We apply the proposed method to a cervix image dataset to evaluate the approach. Cervical cancer is the fourth most common cancer in women. In 2018, an estimated 570,000 women were diagnosed with cervical cancer worldwide, and about 311,000 women died from the disease [1]. Cervical intraepithelial neoplasia (CIN), which represents an abnormal growth of cells which may lead to cervical cancer, can be diagnosed into three classes: CIN1 (mild), CIN2 (moderate), CIN3 (severe), according to the World Health Organization. A CIN1 infection needs constant observation, while CIN2 and CIN3 require treatment. It is necessary to separately classify normal/CIN1 from CIN2+ to detect cervical cancer. Current common cervical cancer screening methods are Pap test, human papillomavirus (HPV) test, and visual examination. Both visual inspection and invasive tests are required to achieve reasonable accuracy in diagnosing cancer. However, performing the two types of tests (visual screening and invasive tests) is challenging in many real-world environments.

In addition, an invasive test needs laboratory settings and professional medical devices. Consequently, a non-invasive visual screening is more cost-effective. For this reason, many previous studies have classified cervical cancer by using the region of interest (RoI) of a patient’s cervical image.

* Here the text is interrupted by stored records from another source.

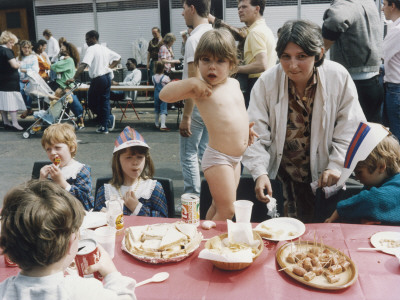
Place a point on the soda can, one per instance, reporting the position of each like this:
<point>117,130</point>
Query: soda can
<point>57,161</point>
<point>9,262</point>
<point>190,209</point>
<point>88,254</point>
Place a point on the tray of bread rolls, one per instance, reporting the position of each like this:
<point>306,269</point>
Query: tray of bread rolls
<point>317,265</point>
<point>162,242</point>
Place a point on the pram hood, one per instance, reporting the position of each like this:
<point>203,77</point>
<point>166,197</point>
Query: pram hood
<point>38,87</point>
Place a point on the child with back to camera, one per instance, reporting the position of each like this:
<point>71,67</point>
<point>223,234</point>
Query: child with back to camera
<point>132,182</point>
<point>378,201</point>
<point>59,141</point>
<point>40,232</point>
<point>160,107</point>
<point>221,105</point>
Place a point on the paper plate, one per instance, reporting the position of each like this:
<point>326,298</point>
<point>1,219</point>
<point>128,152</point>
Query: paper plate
<point>346,278</point>
<point>155,260</point>
<point>281,229</point>
<point>94,219</point>
<point>386,241</point>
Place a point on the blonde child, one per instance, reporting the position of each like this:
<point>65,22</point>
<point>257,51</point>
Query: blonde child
<point>379,172</point>
<point>40,232</point>
<point>59,141</point>
<point>160,107</point>
<point>221,105</point>
<point>131,182</point>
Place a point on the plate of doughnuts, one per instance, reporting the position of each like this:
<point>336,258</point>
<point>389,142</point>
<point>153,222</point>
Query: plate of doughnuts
<point>317,265</point>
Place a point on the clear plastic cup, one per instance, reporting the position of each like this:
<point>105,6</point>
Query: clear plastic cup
<point>105,236</point>
<point>243,210</point>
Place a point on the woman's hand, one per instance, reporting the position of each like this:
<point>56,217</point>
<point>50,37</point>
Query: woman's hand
<point>332,218</point>
<point>328,178</point>
<point>252,134</point>
<point>130,200</point>
<point>263,183</point>
<point>105,265</point>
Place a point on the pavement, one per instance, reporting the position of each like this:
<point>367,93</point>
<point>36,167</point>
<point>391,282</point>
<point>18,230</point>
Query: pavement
<point>18,154</point>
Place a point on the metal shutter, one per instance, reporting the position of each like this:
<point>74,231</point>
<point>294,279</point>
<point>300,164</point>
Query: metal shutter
<point>70,19</point>
<point>123,22</point>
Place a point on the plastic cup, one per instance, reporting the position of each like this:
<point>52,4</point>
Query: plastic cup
<point>243,210</point>
<point>105,236</point>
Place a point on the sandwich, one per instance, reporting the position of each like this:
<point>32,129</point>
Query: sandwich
<point>189,230</point>
<point>172,238</point>
<point>156,231</point>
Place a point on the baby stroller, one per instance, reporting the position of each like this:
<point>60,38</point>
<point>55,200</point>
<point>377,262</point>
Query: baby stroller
<point>57,108</point>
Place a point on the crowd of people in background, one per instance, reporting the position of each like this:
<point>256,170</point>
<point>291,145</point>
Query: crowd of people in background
<point>303,112</point>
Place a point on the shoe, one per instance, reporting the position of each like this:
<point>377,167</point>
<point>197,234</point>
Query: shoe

For example, in [2,3], the authors used a RoI method to detect the cervix from the cervix image, and then the RoI is used for cancer classification. In [4], they presented a LeNet model that uses the RoI pre-processing method for cervix images. Although using images for diagnosing cancer is noninvasive, a visual examination needs skilled physicians to detect the cervix shape, color, texture, and manual annotation for the RoI of the cervix images. That is why using unlabeled images is difficult in data analysis.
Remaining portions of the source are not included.